Heavy excitement quickly followed the Federal Judge striking down Michigan’s gay marriage ban, but not long after that, joy was polluted with confusion. The decision ruled that the prohibition of same-sex marriage was a violation of the U.S. Constitution, and the state was told that it would no longer be allowed to enforce the ban.

Today’s decision … affirms the enduring principles that regardless of whoever finds favor in the eyes of the most recent majority, the guarantee of equal protection must prevail,” said U.S. District Judge Bernard Friedman, according to CNN. Texas, Virginia, Kentucky, Oklahoma, and Utah have seen rulings of a similar nature. Same-sex couples across Michigan reacted as you might imagine — with celebrations, and in many cases, with marriage. The chapel rush didn’t last long though, as the ruling issued by Friedman was frozen, the appeals court issuing a temporary stay. The U.S. 6th Circuit Court of Appeals reinstated the marriage ban up through Wednesday so as “to allow a more reasoned consideration of the motion.”

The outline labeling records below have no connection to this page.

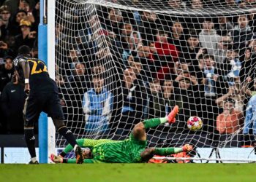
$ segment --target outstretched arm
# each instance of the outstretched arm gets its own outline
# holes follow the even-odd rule
[[[147,162],[151,159],[154,155],[166,156],[179,152],[187,152],[193,149],[193,146],[185,144],[182,147],[167,147],[167,148],[148,148],[140,153],[143,161]]]
[[[84,141],[85,141],[85,139],[78,139],[78,140],[76,140],[78,146],[80,146],[80,147],[83,146]],[[66,156],[66,154],[67,153],[70,152],[72,149],[73,149],[73,147],[70,144],[68,144],[66,146],[66,148],[64,149],[64,151],[61,151],[61,154],[59,154],[59,155],[61,157],[64,157]]]
[[[54,154],[50,155],[50,159],[55,163],[76,164],[76,159],[65,159]],[[93,159],[85,159],[83,163],[100,163],[101,162]]]
[[[80,147],[88,147],[88,148],[91,148],[94,146],[97,146],[101,143],[113,142],[113,141],[108,140],[108,139],[94,140],[94,139],[88,139],[88,138],[78,139],[76,140],[76,141],[78,146],[80,146]],[[62,157],[64,157],[66,154],[70,152],[72,149],[73,149],[73,147],[70,144],[68,144],[59,155],[61,156]]]

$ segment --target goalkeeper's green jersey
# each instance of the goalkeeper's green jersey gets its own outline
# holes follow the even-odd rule
[[[81,141],[83,140],[83,141]],[[131,134],[129,139],[113,141],[107,139],[80,139],[82,147],[90,148],[93,159],[85,159],[84,162],[135,163],[141,162],[140,153],[146,147],[146,141],[138,141]]]

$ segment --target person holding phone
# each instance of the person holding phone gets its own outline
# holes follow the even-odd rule
[[[22,45],[27,45],[30,48],[34,46],[34,42],[36,41],[37,33],[31,31],[31,23],[29,20],[22,19],[20,23],[21,33],[16,36],[15,50],[18,50]]]

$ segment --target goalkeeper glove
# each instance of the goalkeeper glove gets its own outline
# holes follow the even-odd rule
[[[184,152],[191,151],[193,149],[193,146],[189,144],[185,144],[182,146],[182,150]]]
[[[178,113],[178,106],[176,105],[173,108],[173,111],[167,116],[167,120],[168,121],[169,124],[175,123],[176,121],[176,119],[175,116],[177,115]]]

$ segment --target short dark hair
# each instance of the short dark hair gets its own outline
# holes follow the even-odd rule
[[[233,98],[227,98],[224,103],[232,103],[233,106],[235,105],[235,100]]]
[[[30,55],[30,47],[26,45],[20,46],[18,50],[18,54],[19,55]]]

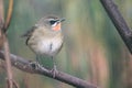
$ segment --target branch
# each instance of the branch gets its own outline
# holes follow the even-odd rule
[[[13,0],[9,0],[8,14],[7,14],[7,19],[3,28],[4,32],[7,32],[8,26],[10,24],[12,11],[13,11]]]
[[[123,42],[132,54],[132,32],[112,0],[100,0]]]
[[[4,59],[4,52],[0,51],[0,58]],[[30,61],[26,61],[25,58],[22,58],[20,56],[10,54],[10,58],[11,58],[11,63],[13,66],[15,66],[16,68],[24,70],[26,73],[31,73],[31,74],[38,74],[38,75],[44,75],[47,76],[50,78],[53,78],[53,73],[51,73],[51,70],[40,66],[38,69],[34,69],[34,67],[30,64]],[[57,72],[55,74],[55,78],[56,80],[63,81],[65,84],[72,85],[76,88],[97,88],[95,85],[89,84],[82,79],[76,78],[74,76],[70,76],[68,74],[62,73],[62,72]]]

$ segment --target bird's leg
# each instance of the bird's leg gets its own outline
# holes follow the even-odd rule
[[[34,68],[34,69],[38,69],[41,67],[40,65],[40,55],[36,55],[36,62],[31,62],[30,65]]]
[[[51,73],[53,73],[53,78],[55,78],[55,75],[57,73],[57,69],[56,69],[56,65],[55,65],[55,61],[54,61],[54,57],[52,56],[52,61],[53,61],[53,68],[51,70]]]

For those who managed to tie the knot prior to this change, it leaves their marital status in a confused limbo. “We really don’t know,” said Jennifer Chapin-Smith, to USA Today, explaining that she and her new wife Alexi Chapin-Smith were excited to announce their marriage, but are now uncertain what it means. “Everybody at first said, ‘Congratulations.’ Then they said, ‘What’s going on?’ I said, ‘I really don’t know,’” she explained. She isn’t alone, as over 100 couples join her in the predicament.

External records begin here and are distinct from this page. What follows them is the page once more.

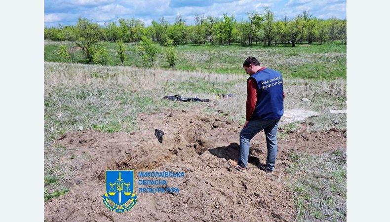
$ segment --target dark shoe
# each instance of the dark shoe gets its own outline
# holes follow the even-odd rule
[[[247,169],[246,169],[246,168],[245,168],[244,167],[241,167],[241,166],[238,165],[238,163],[237,163],[237,162],[236,162],[236,161],[235,161],[234,160],[230,159],[228,161],[228,163],[229,163],[230,165],[232,166],[232,167],[233,167],[234,168],[235,168],[236,169],[237,169],[238,170],[239,170],[240,171],[242,172],[242,173],[245,173],[245,172],[246,172],[247,170],[248,170]]]
[[[266,168],[266,166],[260,163],[260,169],[266,172],[266,174],[268,174],[269,175],[272,175],[273,174],[273,171],[271,171],[271,170],[268,170]]]
[[[157,137],[157,139],[158,140],[158,142],[160,142],[160,144],[162,143],[162,135],[164,135],[164,132],[159,129],[156,129],[155,130],[155,135],[156,137]]]

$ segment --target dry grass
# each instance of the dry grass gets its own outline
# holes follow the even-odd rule
[[[296,221],[346,221],[347,156],[344,148],[319,155],[290,155],[287,185],[295,197]]]
[[[140,112],[199,105],[207,112],[221,110],[242,122],[246,99],[246,74],[220,74],[185,71],[45,63],[46,144],[78,126],[108,132],[128,132]],[[285,78],[285,109],[302,108],[322,114],[309,121],[312,130],[346,128],[346,114],[329,114],[346,107],[346,80]],[[202,104],[175,103],[164,96],[216,99],[220,93],[234,96]],[[311,102],[301,101],[307,97]]]
[[[63,158],[70,150],[53,147],[61,134],[77,129],[93,129],[127,132],[137,129],[140,113],[164,110],[200,109],[206,113],[228,113],[234,121],[245,120],[246,74],[222,74],[45,63],[45,175],[48,198],[67,190],[66,184],[77,173]],[[284,78],[285,109],[302,108],[322,113],[308,122],[312,130],[336,127],[346,129],[346,114],[330,114],[330,109],[346,107],[344,79],[314,80]],[[216,100],[218,94],[234,96]],[[208,98],[209,103],[183,103],[162,99],[164,96]],[[301,101],[307,97],[311,102]],[[312,124],[311,124],[312,125]],[[47,194],[47,195],[46,195]]]

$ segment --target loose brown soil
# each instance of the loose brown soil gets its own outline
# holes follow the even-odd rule
[[[141,114],[138,122],[141,130],[130,134],[85,130],[59,138],[56,144],[70,154],[60,163],[78,170],[68,181],[70,191],[45,203],[47,221],[292,221],[293,197],[282,182],[289,153],[319,153],[346,145],[344,132],[308,132],[302,124],[278,141],[276,171],[270,176],[258,168],[267,157],[261,133],[251,141],[249,169],[243,173],[227,161],[237,158],[242,125],[222,113],[169,111]],[[165,133],[162,144],[156,128]],[[179,194],[137,193],[134,208],[119,214],[106,208],[102,198],[105,170],[118,169],[135,170],[136,181],[140,171],[183,171],[185,177],[166,178]],[[138,186],[136,182],[136,192]]]

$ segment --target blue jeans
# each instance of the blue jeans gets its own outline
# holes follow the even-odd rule
[[[257,133],[264,130],[267,139],[267,164],[265,168],[269,171],[274,170],[275,160],[277,153],[276,133],[279,119],[267,120],[250,120],[240,133],[240,156],[238,165],[247,167],[249,156],[250,140]]]

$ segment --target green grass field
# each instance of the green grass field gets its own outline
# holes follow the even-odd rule
[[[45,45],[44,60],[48,62],[67,62],[58,54],[60,44]],[[64,43],[74,46],[71,43]],[[101,42],[101,46],[108,49],[110,57],[109,65],[121,64],[114,42]],[[134,51],[133,44],[125,44],[126,61],[125,66],[142,68],[141,58]],[[157,45],[158,53],[155,67],[168,69],[164,51],[165,47]],[[266,46],[254,44],[242,46],[239,44],[207,46],[202,44],[180,45],[175,48],[179,55],[176,69],[178,70],[211,72],[217,74],[245,74],[242,63],[249,56],[255,56],[265,66],[280,71],[284,76],[314,79],[334,78],[347,77],[347,46],[339,42],[322,45],[279,44],[276,46]],[[210,62],[209,50],[211,51]],[[74,62],[86,63],[82,51],[76,52]]]

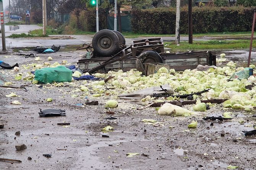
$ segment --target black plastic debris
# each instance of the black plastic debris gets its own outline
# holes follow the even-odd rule
[[[251,136],[251,135],[256,135],[256,130],[251,130],[250,131],[242,131],[245,133],[245,136]]]
[[[37,46],[34,49],[32,49],[32,50],[33,50],[36,52],[37,52],[39,53],[46,53],[46,52],[44,52],[44,51],[49,48],[48,48],[47,47],[39,47]],[[60,49],[60,46],[55,46],[54,44],[53,44],[52,45],[52,46],[50,49],[53,50],[54,52],[57,52]]]
[[[114,117],[110,117],[109,118],[104,118],[104,119],[105,119],[115,120],[115,119],[117,119],[117,118],[115,118]]]
[[[43,154],[43,156],[45,156],[46,157],[52,157],[52,155],[51,154]]]
[[[203,119],[206,121],[206,120],[211,120],[212,121],[215,121],[215,120],[219,120],[220,121],[223,121],[223,120],[227,120],[227,119],[232,119],[232,118],[222,118],[221,116],[220,116],[218,117],[215,116],[211,116],[211,117],[206,117],[206,118],[203,118]]]
[[[34,55],[34,54],[31,53],[29,54],[15,54],[15,55],[17,55],[18,56],[22,56],[22,57],[25,57],[25,58],[28,58],[29,57],[34,57],[35,55]]]
[[[0,67],[5,69],[9,69],[11,70],[13,68],[15,67],[19,67],[19,65],[18,63],[16,63],[15,65],[11,66],[10,64],[7,63],[5,63],[2,61],[1,61],[2,62],[0,62]]]
[[[65,116],[66,111],[60,109],[46,109],[42,110],[38,113],[40,117]]]

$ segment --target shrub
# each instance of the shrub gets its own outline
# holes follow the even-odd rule
[[[254,8],[241,6],[230,7],[194,7],[193,32],[250,31],[251,29]],[[188,8],[181,8],[180,33],[188,33]],[[176,9],[154,8],[132,12],[131,27],[134,33],[174,34]]]

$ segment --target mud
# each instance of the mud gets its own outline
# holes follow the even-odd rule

So far, the state is not saying one way or the other as to its recognition of the matrimonial ties. Attorney General Bill Schuette had asked for the stay, and so far its looks as though the issue will remain unclear until at least Wednesday when it will be decided whether or not the stay is permanent while the appeal is dealt with.

According to USA Today, legal experts have said that the legal purgatory this places couples in is unfair and “creates even more uncertainty for those families who were married as to whether or not they have any rights or not,” according to Salt Lake City attorney Laura Milliken Gray. Gray worked as legal representation to same-sex couples in Utah who saw similar indecision as to their status — over 1,000 in the state dealt with a comparable situation. At that time, the U.S. Supreme Court had stepped in to issue a stay after 17 days and prevented further same-sex marriages.

One couple, partners for 25 years, spoke with USA Today, explaining that they had an even more difficult situation. They had celebrated their wedding with 70 people on Saturday in Ypsilanti, but Beth Bashert explained they had not gotten the marriage form back into the clerk’s office yet. “We’re going to submit it on Monday. But I just don’t know what our status is. Literally, I don’t know. It was so powerful and so amazing to be married. I’m trying not to worry about it. I can’t control it. I just want to continue to feel good,” she said.